Мукой в этом распростертом счастье было то, что оно не допускало сосредоточенности. Из него снова и снова исходили и ширились кругами дрожащие волны, но они не прижимались друг к другу, не сливались в ток действия. Тем не менее Диотима дошла уже до того, что по крайней мере про себя усматривала порой тонкость и благородство в том, чтобы предпочесть опасность супружеской измены глубокой катастрофе разбитых жизней, и Арнгейм давно пришел к нравственному решению не принимать этой жертвы и жениться на Диотиме; они могли, стало быть, так или иначе получить друг друга в любую секунду, это они знали, но они не знали, чего им следовало хотеть, ибо счастье возносило их созданные для него души на такую торжественную высоту, что они испытывали там страх перед некрасивыми движениями, вполне естественный для тех, у кого под ногами — облако.

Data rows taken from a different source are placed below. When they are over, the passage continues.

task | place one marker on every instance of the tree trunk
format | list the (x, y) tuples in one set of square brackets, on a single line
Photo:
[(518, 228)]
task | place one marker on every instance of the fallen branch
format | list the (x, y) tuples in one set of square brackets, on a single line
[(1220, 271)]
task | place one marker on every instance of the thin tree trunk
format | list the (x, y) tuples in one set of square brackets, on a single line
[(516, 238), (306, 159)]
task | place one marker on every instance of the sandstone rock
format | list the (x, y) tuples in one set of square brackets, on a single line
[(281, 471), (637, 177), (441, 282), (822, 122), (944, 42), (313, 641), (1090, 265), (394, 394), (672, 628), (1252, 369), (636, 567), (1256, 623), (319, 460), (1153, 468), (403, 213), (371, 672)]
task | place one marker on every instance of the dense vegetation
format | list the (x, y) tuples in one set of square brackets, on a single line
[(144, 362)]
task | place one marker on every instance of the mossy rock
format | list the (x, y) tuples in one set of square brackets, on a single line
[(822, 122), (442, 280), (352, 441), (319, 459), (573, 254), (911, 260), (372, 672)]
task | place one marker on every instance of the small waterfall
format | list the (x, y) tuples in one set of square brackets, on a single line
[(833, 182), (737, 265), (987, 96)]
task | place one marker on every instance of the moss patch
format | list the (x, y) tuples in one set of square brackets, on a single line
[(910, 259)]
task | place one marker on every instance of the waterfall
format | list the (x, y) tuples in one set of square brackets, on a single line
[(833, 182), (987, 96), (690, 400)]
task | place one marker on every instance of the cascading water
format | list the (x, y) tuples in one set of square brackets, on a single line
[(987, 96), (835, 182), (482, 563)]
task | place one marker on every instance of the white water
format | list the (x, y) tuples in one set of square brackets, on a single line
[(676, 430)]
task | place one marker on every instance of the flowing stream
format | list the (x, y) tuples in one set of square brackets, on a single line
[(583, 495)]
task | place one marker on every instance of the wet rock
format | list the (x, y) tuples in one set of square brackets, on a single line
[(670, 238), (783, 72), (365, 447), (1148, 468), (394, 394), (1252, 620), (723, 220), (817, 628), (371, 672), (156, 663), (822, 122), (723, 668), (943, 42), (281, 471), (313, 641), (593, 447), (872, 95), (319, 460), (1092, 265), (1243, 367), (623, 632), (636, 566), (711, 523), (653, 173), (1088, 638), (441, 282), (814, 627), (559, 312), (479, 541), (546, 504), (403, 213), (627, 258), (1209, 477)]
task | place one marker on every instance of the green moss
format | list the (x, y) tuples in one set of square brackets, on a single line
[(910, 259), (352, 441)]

Ум их впивал, таким образом, ничего не пропуская, все то великое и прекрасное, что разливала перед ними жизнь, но от высочайшей сублимации оно несло странный урон. Желания и суетные заботы, наполнявшие обычно их бытие, лежали где-то далеко внизу, как игрушечные домики и дворики на дне долины, вместе с их кудахтаньем, лаем и всеми волнениями проглоченные тишиной. Оставались молчание, пустота и глубина.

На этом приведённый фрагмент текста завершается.